In the last few weeks, I have been working on an issue in Sqoop that Sqoop’s “–append” options does not work well with parameter “-Dmapreduce.output.basename”. The goal of adding “-Dmapreduce.output.basename” is to ask Sqoop to generate custom file names for the target file in HDFS, rather than using the default “part” prefix for all files.
However, Sqoop has a bug that when trying to move the file from temp folder to target folder in HDFS, it does not respect the setting for mapreduce.output.basename, hence resulted no data being moved to the final destination.

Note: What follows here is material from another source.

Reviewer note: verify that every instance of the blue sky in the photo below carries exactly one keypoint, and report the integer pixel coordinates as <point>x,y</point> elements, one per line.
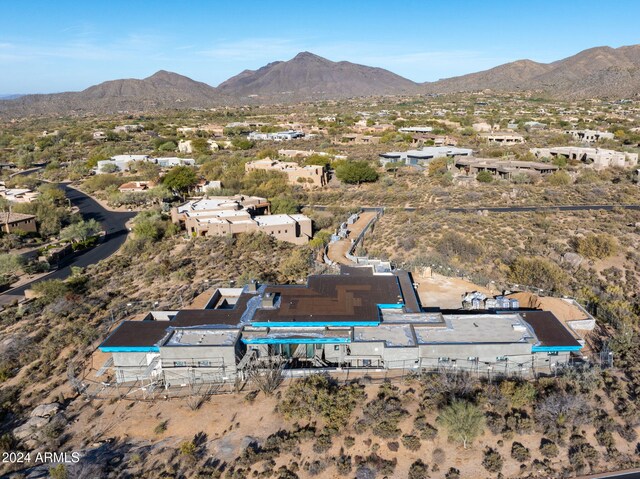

This can be confirmed by turning on the DEBUG logging for Sqoop (using –verbose):
sqoop import -Dmapreduce.output.basename="eric-test" \ --connect jdbc:mysql://mysql-host.com/test \ --username root --password 'root' --table test \ --target-dir /tmp/ericlin-test/sqoop/test --fields-terminated-by '\t' \ --verbose --append 18/05/28 22:24:44 INFO util.AppendUtils: Appending to directory test 18/05/28 22:24:44 DEBUG util.AppendUtils: Filename: _SUCCESS ignored 18/05/28 22:24:44 DEBUG util.AppendUtils: Filename: eric-test-m-00000 ignored 18/05/28 22:24:44 DEBUG util.AppendUtils: Filename: eric-test-m-00001 ignored 18/05/28 22:24:44 DEBUG util.AppendUtils: Filename: eric-test-m-00002 ignored 18/05/28 22:24:44 DEBUG util.AppendUtils: Deleting temporary folder 14935e396acc4ea7b9a6236c66064c9b_test
From the output, you can see that Sqoop ignored all the files generated with prefix “eric-test”.
I have submitted a upstream JIRA SQOOP-3330, and after a few review cycles, my patch finally get accepted and committed to Sqoop’s trunk code base. I am looking forward for the fix to be backported into CDH in the near future.
Update (28th of April, 2020): This JIRA is confirmed to be backported into CDH since version 6.1.0. So if you face this issue, upgrade to latest CDH/CDP would have the fix. The workaround is to simply add “part_” prefix to mapreduce.output.basename, so like “part_eric_test” to force Sqoop to copy those files, as older Sqoop will look for filenames start with “part”.